= Diagnostic board =

In electronic systems a diagnostic board is a specialized device with diagnostic circuitry on a printed circuit board that connects to a computer or other electronic equipment replacing an existing module, or plugging into an expansion card slot.

A multi-board electronic system such as a computer comprises multiple printed circuit boards or cards connected via connectors. When a fault occurs in the system, it is sometimes possible to isolate or identify the fault by replacing one of the boards with a diagnostic board. A diagnostic board can range from extremely simple to extremely sophisticated.

Simple standard diagnostic plug-in boards for computers are available that display numeric codes to assist in identifying issues detected during the power-on self-test executed automatically during system startup.

==Dummy board==
A dummy board provides a minimal interface. This type of diagnostic board in intended to confirm that the interface is correctly implemented. For example, a PC motherboard manufacturer can test PCI functionality of a PC motherboard by connecting a dummy PCI board into each PCI slot on the motherboard

==Extender board==
An extender board (or board extender, card extender, extender card) is a simple circuit board that interposes between a card cage backplane and the circuit board of interest to physically 'extend' the circuit board of interest out from the card cage allowing access to both sides of the circuit board to connect diagnostic equipment such as an oscilloscope or systems analyzer. For example, a PCI extender board can be plugged into a PCI slot on a computer motherboard, and then a PCI card connected to the extender board to 'extend' the board into free space for access. This approach was common in the 1970s and 1980s particularly on S-100 bus systems.

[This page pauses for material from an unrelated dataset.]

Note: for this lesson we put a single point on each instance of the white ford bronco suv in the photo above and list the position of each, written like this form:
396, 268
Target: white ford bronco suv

The concept can become unworkable when signal timing is affected by the length of the signal paths on the diagnostic board, as well as introducing Radio Frequency Interference (RFI) into the circuit under test because of a lack of adequate shielding.

The use of extender boards is declining because of the wider use of multilayer flexible circuit boards and overall cheaper components, particularly in the consumer end of the electronics market.

==Sources==
Vector Electronics & Technology in North Hollywood Calif. is one of the few companies still making these legacy boards.